Connecting a Key To Boarding Experience

Beating the coronavirus lockdown required new ways of helping the school community stay in touch.

For many school communities, students returning to classrooms and an end to home learning has brought a sense of relief. St Catherine’s School, in Melbourne’s east, is seizing this transition as an opportunity to reflect on what they achieved, and to consider how best to move forward.

A prep-to-Year 12 school with boarders and an Early Learning Centre, the past months have been a practice in adaptability, communication and community, with St Catherine’s director of boarding, Sue Collister, praising the many ways in which students and staff alike rose to the occasion.

“It’s amazing how adaptable people are to change,” says Collister. “I think we can look back on this period and be very proud.”

Recognising the coronavirus crisis was rapidly evolving and that they’d be facing additional challenges as a boarding school, St Catherine’s began testing online learning methods and altering curriculums where necessary before receiving the official instruction to close their doors.

‘It’s amazing how adaptable people are to change. I think we can look back on this period and be very proud.’ Sue Collister

Collister says communication was key in providing confidence and in extending support to families, with St Catherine’s seeking feedback from the broader school community and adjusting programs accordingly.

“As teachers, our role is to model behaviours,” says Collister. “To keep calm, to show we were learning, too; that this was a journey we were in together. Our teachers have been absolutely fantastic. I can’t speak more highly of the support they offered.”

Meanwhile, finding safe, secure housing was paramount for interstate and international students unable to return home immediately as the community moved into COVID-19 lockdown.

“It was such a big priority to ensure everyone had somewhere safe to go,” says Collister. “We made sure our international students were in safe housing. We conducted reference checks; visited the housing [to ensure its suitability]. “Things changed very quickly. We got many of the girls home in one week but the biggest thing is that we adapted as the situation evolved.”

Home learning came with big mental adjustments for boarders, for whom returning home typically marks holidays and an end to studying. The program was carefully designed to maintain structure and keep students connected to one another, despite the distance.

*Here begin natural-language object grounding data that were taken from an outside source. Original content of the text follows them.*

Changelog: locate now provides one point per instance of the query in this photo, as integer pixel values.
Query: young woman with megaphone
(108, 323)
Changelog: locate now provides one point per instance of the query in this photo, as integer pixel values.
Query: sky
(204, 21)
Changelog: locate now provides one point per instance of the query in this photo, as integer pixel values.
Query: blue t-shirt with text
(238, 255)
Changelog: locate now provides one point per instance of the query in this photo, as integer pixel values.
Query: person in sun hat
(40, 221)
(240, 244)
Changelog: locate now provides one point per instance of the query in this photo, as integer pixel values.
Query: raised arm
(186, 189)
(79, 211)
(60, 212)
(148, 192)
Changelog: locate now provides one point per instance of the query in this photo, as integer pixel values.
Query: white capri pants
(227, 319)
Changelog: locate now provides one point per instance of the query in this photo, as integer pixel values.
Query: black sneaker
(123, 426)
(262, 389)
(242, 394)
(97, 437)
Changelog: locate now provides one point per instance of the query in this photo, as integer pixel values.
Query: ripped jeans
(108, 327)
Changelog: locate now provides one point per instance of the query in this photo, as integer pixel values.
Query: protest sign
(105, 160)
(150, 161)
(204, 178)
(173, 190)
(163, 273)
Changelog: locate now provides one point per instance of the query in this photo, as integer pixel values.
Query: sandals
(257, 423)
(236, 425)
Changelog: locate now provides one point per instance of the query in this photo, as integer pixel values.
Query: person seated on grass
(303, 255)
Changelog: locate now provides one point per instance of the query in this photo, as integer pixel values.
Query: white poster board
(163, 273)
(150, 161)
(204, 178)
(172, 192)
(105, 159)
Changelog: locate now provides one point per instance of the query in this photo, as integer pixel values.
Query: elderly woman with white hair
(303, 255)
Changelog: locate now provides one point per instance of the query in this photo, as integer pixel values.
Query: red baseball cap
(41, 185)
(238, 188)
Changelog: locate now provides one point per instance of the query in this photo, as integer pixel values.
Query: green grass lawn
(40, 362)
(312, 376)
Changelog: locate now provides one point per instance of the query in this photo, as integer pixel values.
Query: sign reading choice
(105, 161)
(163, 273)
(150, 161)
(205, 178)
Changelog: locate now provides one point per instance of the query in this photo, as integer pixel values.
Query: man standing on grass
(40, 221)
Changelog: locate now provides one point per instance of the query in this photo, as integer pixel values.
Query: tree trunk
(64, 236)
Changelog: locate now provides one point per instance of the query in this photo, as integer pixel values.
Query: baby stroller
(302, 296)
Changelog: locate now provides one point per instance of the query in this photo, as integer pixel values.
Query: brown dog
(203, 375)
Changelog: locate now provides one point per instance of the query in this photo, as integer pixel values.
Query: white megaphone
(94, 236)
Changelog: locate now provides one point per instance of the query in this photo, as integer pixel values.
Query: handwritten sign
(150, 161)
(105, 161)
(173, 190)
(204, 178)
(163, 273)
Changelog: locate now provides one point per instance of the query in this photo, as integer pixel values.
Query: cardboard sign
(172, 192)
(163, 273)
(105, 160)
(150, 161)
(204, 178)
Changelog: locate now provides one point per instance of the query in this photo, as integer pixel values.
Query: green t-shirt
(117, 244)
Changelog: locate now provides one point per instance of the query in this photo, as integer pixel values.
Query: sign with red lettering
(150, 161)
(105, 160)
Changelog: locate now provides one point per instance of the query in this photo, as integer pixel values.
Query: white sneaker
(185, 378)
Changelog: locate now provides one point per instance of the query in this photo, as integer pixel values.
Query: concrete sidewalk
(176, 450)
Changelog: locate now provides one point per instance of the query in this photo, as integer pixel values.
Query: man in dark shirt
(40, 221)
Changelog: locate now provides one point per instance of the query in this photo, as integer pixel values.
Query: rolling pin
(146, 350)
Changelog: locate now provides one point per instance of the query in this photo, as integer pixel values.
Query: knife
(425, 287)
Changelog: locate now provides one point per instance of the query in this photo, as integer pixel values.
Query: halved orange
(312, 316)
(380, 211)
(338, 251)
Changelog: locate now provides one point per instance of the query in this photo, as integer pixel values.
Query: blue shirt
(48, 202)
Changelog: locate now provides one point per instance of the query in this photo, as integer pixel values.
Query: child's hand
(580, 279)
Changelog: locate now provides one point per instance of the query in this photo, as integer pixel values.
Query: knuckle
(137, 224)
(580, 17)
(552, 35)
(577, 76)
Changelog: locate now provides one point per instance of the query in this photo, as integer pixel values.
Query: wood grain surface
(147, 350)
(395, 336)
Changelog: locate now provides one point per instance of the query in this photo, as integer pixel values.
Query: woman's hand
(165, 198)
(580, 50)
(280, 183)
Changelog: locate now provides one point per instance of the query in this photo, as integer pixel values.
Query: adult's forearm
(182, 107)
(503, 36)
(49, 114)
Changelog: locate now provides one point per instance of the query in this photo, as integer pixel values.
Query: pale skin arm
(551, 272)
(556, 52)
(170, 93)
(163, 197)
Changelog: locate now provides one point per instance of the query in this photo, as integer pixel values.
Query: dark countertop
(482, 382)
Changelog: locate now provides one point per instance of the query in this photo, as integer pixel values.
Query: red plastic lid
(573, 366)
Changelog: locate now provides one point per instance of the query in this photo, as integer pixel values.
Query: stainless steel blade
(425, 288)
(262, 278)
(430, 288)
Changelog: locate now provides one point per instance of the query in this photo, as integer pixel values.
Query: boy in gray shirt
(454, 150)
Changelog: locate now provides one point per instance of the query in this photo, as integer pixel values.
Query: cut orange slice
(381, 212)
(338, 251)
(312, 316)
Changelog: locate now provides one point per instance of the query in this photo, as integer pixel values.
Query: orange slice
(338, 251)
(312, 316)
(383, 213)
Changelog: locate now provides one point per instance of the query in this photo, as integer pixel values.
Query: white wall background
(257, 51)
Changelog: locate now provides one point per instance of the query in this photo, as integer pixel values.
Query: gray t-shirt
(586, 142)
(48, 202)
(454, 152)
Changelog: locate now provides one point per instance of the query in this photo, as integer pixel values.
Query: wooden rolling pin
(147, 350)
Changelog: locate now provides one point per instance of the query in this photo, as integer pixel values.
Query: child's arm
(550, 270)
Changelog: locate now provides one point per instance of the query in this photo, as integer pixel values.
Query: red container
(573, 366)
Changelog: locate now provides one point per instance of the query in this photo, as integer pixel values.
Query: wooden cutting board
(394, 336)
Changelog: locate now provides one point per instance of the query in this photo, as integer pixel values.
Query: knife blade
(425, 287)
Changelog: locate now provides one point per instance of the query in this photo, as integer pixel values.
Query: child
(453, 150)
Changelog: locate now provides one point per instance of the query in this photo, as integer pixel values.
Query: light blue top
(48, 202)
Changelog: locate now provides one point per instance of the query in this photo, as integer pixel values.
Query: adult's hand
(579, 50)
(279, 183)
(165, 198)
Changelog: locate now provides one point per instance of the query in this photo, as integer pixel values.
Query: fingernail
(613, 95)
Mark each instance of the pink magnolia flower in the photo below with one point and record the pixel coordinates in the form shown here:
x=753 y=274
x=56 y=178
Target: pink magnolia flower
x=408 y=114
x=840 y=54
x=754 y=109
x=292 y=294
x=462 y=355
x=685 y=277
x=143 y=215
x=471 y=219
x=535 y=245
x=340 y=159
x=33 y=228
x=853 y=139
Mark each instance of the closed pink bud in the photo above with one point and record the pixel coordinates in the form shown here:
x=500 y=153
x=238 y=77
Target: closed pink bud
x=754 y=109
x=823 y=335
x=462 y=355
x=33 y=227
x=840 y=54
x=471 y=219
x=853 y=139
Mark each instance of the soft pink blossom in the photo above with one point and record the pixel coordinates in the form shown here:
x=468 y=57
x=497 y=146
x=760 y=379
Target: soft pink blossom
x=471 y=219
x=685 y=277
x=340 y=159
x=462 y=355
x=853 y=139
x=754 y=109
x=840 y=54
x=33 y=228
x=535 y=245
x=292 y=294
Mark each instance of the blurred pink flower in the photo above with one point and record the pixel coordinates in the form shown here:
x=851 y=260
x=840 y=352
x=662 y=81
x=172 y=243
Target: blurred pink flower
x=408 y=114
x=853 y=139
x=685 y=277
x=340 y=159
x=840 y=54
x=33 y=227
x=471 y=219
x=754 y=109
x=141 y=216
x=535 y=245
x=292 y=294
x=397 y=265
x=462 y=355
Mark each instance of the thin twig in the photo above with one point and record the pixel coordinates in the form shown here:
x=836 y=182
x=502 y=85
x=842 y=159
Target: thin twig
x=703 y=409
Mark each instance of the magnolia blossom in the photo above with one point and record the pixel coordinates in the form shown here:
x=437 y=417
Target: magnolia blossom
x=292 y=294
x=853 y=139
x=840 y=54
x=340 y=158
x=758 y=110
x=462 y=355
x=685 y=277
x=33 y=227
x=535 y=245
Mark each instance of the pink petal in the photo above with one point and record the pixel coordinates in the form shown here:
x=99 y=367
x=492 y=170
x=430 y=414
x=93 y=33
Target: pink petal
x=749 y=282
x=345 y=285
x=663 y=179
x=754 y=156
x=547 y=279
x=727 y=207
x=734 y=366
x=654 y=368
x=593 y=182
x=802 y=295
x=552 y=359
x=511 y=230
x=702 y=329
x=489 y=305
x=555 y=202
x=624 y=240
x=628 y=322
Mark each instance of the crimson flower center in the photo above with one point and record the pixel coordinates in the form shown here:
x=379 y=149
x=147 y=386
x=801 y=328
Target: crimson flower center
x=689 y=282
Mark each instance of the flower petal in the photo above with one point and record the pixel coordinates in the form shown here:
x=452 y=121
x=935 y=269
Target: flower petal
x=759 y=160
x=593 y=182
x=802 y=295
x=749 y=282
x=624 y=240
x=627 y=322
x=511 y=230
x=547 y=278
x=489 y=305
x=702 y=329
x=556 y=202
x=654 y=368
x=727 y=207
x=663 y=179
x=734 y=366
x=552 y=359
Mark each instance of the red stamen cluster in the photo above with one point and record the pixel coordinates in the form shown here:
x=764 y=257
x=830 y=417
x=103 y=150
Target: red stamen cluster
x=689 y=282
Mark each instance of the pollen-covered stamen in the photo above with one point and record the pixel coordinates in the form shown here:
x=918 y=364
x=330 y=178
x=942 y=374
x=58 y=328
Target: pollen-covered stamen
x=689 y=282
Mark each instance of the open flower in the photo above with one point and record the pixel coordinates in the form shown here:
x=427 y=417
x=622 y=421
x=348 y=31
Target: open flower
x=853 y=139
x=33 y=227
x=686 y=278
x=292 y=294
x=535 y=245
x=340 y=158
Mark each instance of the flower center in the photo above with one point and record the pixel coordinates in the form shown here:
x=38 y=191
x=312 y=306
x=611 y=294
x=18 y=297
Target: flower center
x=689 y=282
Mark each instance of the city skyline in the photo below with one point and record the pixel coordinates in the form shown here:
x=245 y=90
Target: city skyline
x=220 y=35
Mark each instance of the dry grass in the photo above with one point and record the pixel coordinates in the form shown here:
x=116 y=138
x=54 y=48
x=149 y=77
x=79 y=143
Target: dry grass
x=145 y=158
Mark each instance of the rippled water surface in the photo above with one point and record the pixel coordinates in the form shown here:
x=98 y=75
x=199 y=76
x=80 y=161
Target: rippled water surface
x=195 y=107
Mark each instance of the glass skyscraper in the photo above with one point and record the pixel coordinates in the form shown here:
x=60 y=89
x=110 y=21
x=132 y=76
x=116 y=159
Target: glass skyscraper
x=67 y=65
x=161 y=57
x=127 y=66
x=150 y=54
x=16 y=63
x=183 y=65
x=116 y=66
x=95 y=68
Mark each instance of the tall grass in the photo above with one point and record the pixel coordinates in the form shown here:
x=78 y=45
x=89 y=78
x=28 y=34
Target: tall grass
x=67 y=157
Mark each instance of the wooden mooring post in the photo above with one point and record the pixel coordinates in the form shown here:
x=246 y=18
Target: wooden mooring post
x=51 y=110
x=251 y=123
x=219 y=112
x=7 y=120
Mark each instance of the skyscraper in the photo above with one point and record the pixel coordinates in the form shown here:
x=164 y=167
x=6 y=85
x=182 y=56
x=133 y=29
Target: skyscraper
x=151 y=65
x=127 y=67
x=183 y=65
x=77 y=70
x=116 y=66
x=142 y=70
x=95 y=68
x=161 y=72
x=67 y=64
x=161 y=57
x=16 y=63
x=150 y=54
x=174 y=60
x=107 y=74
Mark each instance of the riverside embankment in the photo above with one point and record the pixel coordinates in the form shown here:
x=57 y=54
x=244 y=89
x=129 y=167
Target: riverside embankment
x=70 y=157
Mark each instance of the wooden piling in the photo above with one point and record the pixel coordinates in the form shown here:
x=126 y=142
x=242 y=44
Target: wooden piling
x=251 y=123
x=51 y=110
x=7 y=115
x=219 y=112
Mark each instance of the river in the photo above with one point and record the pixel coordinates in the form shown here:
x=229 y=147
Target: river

“The girls are very collegiate… Connection is a big part of the boarding experience.We knew how important it was to maintain this during isolation. One way a student described it to me was, ‘We may be separated, but we’re still connected’.”

Beyond academics, this connection came in the form of maintained extracurriculars where possible, a regular supervised homework hour and a range of evening activities for boarders – from distanced birthday celebrations to geography challenges and baby photo quizzes.

“I’m really proud of how our students handled the change,” Collister says. “They really took it in their stride.”

While challenges for some international students remain, Collister admits that, with the school re-opened, there’s nothing quite like seeing friends and teachers face-to-face.

“Everyone was very excited to see each other,” Collister says. “They really missed their friends and the social interaction of being in a school environment. It’s really lovely to be back.”